Bei den Akkumähern prüften sie die Handhabung der Akkus. Wir bewerteten die Ladezeit im mitgelieferten Ladegerät beziehungsweise in den mitgelieferten Ladegeräten. An Geräten mit Netzanschluss prüften wir die Zugentlastung für das Kabel und wie sich das Kabel einstecken lässt.

Haltbarkeit: 10 %

Wir betrieben die Mäher auf einem Prüfstand mit der Belastung, die wir beim Mähen trockenen Rasens ermittelten.

Die Haltbarkeit von Holm und Rädern prüften wir auf einem Rüttelrost über 100 Stunden.

Die Haltbarkeit des Motors prüften wir im Dauerlauf, indem wir 300 Mähdurchgänge von je 500 Quadratmetern Fläche simulierten.

Drei Prüfer bewerteten die sonstige Konstruktion auf Schwachstellen.

Sicherheit: 10 %

Wir prüften die mechanische und elektrische Sicherheit von Mäher, Akku und Ladegerät inklusive einer Kippprüfung nach dem GS-Zeichen.

Gesundheit und Umwelt: 5 %

Geräusch: Der Schallleistungspegel wurde in Anlehnung an die Outdoorrichtlinie ermittelt und auch mit den Angaben auf dem Typenschild verglichen. Drei Experten bewerteten zusätzlich das Mähgeräusch anhand einer aufgezeichneten Tonspur und bewerteten subjektiv den Geräuscheindruck während der Funktionsprüfung.

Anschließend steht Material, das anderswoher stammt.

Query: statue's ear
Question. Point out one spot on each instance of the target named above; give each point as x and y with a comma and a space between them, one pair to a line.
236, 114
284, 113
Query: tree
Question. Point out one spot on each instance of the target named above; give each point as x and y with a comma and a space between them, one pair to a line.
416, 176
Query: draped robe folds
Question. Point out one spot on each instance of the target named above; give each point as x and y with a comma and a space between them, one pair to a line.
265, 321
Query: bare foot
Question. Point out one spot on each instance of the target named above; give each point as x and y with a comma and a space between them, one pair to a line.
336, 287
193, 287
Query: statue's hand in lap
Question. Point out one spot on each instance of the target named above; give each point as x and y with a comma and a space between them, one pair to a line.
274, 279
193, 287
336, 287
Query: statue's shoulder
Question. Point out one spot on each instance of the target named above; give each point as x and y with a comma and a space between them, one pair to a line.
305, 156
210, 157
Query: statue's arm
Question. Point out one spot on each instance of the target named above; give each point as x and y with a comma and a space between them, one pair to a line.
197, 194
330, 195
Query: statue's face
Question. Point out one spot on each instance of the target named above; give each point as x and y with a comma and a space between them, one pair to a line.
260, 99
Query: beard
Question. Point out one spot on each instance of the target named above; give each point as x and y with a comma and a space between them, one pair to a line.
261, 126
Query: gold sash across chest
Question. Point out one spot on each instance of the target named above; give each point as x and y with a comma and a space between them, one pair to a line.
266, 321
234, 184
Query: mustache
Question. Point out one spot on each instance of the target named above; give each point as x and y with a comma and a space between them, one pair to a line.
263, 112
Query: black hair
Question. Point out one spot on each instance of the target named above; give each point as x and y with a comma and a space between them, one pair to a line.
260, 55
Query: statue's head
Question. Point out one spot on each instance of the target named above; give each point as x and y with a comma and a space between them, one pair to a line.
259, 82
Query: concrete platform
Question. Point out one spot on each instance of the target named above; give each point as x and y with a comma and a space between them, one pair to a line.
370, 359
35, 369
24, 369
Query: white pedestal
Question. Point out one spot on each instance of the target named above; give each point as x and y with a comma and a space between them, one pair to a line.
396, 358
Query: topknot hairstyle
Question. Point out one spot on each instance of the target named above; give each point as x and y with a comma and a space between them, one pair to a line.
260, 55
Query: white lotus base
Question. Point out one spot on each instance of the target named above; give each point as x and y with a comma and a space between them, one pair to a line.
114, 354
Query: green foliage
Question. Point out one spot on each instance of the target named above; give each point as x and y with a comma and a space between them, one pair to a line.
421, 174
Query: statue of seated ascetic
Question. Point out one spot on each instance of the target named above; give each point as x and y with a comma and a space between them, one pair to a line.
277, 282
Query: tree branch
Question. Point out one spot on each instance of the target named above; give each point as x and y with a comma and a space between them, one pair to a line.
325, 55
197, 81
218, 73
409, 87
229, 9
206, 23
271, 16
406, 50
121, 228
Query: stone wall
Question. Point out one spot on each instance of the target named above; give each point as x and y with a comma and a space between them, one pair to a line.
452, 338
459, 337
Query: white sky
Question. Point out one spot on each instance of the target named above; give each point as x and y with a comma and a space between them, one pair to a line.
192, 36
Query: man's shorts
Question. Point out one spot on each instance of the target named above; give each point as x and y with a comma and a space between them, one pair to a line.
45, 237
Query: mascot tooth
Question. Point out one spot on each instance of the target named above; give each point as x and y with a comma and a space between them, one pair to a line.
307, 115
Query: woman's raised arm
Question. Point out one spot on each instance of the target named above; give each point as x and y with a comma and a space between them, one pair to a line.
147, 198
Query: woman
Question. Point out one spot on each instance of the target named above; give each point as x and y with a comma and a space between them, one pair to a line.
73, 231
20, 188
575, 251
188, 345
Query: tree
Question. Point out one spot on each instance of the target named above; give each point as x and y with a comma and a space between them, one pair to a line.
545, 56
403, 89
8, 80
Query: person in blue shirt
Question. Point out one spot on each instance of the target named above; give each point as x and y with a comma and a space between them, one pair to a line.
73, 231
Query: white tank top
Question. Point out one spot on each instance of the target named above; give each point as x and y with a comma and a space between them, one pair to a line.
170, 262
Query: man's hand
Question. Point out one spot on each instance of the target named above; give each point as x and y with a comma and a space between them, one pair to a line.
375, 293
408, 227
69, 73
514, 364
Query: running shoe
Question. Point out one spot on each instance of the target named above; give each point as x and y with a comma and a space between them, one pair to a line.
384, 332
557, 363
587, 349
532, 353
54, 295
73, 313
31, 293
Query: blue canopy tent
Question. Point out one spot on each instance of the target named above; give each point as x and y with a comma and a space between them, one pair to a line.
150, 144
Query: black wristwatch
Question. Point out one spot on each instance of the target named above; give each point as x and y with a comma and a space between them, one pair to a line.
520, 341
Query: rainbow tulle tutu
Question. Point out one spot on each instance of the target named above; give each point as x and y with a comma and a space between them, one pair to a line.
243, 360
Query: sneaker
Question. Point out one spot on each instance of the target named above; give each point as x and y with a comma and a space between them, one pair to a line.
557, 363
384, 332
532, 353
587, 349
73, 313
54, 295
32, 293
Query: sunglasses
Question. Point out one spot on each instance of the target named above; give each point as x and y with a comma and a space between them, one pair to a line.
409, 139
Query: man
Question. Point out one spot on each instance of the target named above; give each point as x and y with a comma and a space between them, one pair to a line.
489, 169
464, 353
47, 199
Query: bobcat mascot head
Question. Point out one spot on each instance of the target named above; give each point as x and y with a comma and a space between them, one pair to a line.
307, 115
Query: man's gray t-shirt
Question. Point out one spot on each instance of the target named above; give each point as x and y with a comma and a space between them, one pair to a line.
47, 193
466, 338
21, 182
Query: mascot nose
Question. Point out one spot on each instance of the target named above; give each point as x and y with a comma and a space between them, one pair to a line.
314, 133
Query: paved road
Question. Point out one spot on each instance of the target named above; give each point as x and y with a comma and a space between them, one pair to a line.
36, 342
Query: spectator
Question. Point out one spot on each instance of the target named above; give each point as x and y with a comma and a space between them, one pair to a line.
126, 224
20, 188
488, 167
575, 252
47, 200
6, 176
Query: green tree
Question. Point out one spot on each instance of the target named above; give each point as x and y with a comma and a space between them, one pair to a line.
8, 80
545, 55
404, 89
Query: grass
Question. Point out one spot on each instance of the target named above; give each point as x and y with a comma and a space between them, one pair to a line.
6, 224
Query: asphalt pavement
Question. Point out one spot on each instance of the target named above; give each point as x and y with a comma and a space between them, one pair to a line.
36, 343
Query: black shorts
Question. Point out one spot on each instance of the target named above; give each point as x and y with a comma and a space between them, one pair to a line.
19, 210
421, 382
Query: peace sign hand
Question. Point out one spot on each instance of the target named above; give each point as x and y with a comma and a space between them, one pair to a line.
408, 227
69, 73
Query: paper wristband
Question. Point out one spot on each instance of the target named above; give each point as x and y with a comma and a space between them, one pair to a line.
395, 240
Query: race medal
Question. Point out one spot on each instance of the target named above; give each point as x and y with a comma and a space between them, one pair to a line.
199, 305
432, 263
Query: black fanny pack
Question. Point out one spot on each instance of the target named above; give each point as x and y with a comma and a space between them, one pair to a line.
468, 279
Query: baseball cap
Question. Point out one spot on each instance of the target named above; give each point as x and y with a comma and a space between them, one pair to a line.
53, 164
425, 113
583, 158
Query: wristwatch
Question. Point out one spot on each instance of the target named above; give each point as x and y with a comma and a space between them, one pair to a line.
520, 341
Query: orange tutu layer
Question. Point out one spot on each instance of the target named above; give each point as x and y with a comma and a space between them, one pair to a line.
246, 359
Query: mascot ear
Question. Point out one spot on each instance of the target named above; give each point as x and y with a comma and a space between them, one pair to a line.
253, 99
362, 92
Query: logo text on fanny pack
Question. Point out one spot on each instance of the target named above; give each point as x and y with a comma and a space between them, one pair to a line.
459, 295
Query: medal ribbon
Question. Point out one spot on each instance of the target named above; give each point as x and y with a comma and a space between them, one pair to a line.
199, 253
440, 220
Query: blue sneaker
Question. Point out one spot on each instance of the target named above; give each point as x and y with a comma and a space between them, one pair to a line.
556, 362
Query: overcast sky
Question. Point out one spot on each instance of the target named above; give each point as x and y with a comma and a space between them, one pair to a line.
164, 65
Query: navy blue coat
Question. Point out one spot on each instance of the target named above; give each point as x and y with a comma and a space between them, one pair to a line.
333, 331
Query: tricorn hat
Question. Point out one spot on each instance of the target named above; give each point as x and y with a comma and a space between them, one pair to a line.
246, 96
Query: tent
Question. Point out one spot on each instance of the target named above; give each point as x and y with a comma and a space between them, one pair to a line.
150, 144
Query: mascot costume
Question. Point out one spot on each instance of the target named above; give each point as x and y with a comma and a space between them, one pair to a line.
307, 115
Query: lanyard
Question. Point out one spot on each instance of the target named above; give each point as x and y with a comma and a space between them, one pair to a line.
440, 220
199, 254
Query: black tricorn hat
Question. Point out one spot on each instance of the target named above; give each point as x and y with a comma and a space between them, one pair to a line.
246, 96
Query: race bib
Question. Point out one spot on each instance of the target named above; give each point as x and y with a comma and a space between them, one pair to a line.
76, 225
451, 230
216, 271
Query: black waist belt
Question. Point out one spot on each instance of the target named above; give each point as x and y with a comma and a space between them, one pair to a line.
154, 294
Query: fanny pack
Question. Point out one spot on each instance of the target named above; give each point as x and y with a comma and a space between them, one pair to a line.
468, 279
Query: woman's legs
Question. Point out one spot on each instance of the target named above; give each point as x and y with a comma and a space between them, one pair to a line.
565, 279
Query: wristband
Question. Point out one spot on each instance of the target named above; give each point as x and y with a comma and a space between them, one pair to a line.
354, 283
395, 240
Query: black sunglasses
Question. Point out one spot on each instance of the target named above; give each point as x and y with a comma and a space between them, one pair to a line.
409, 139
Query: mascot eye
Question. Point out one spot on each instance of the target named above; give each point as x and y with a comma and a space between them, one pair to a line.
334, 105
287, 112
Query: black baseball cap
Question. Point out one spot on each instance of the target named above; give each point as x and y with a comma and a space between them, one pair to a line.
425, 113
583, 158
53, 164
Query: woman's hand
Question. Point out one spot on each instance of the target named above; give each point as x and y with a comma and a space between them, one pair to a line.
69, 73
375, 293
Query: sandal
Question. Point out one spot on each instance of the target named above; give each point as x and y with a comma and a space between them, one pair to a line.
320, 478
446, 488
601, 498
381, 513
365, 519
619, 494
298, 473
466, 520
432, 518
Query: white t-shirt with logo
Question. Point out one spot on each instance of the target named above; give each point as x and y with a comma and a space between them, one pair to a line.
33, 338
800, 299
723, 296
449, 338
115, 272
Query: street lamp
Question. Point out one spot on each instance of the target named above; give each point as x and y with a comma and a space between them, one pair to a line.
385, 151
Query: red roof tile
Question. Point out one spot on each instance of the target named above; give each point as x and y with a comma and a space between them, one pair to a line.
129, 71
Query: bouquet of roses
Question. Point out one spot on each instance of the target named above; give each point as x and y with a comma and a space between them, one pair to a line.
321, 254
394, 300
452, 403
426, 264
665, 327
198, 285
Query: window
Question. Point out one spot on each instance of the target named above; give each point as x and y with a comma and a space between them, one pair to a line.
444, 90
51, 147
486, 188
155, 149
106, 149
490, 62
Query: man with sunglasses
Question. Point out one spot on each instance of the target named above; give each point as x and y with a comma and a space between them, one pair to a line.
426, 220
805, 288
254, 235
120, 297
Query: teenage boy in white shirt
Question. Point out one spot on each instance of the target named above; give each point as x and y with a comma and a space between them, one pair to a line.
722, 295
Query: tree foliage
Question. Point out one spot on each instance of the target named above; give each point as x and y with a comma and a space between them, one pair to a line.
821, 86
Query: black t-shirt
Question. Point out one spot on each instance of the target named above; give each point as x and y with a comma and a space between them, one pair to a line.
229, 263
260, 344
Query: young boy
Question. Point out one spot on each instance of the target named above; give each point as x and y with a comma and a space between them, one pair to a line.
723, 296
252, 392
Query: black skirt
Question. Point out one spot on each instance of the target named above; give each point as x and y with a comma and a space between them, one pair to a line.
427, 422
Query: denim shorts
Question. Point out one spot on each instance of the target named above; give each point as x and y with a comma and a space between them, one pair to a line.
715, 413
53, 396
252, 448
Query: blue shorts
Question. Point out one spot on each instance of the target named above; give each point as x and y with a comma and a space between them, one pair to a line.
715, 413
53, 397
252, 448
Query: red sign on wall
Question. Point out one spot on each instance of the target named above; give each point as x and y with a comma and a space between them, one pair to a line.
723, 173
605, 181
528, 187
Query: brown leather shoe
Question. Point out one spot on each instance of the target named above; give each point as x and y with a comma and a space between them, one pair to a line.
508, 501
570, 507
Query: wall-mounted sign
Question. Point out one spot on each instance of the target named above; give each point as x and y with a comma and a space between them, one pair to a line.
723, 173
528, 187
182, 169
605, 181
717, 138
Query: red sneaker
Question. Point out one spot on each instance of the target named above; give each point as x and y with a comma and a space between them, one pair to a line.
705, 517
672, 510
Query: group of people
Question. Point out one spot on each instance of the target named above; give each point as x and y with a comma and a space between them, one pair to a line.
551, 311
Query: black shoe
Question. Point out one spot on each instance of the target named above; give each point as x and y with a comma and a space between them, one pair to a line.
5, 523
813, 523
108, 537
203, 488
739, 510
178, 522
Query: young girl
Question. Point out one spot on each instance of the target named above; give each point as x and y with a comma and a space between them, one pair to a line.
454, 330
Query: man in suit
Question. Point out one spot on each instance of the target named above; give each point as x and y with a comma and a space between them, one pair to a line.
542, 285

Schadstoffe in den Griffen: Bestimmt wurden 15 polyzyklische aromatische Kohlenwasserstoffe (PAK) und der Gehalt an Phthalaten, sofern diese an länger zu berührenden Handgriffen und Schaltern vorhanden waren.

Abwertungen

Abwertungen bewirken, dass Mängel sich verstärkt auf das Test-Qualitätsurteil auswirken. Folgende Abwertungen setzten wir ein: War die Handhabung des Akkus oder des Grasfangkorbs „weniger zufriedenstellend“ oder schlechter, wurde die Teilnote im Prüfpunkt Handhabung um drei Zehntelnoten abgewertet. War die Haltbarkeit „weniger zufriedenstellend“, wurde die Gesamtnote um eine halbe Note abgewertet; war sie „nicht zufriedenstellend“, konnte die Gesamtnote nicht besser als „nicht zufriedenstellend“ sein. Waren Holm und Räder oder der Motor „durchschnittlich“ oder schlechter, wurde die Haltbarkeit daraufhin abgewertet. War die Sicherheit „weniger zufriedenstellend“, wurde die Gesamtnote um eine halbe Note abgewertet.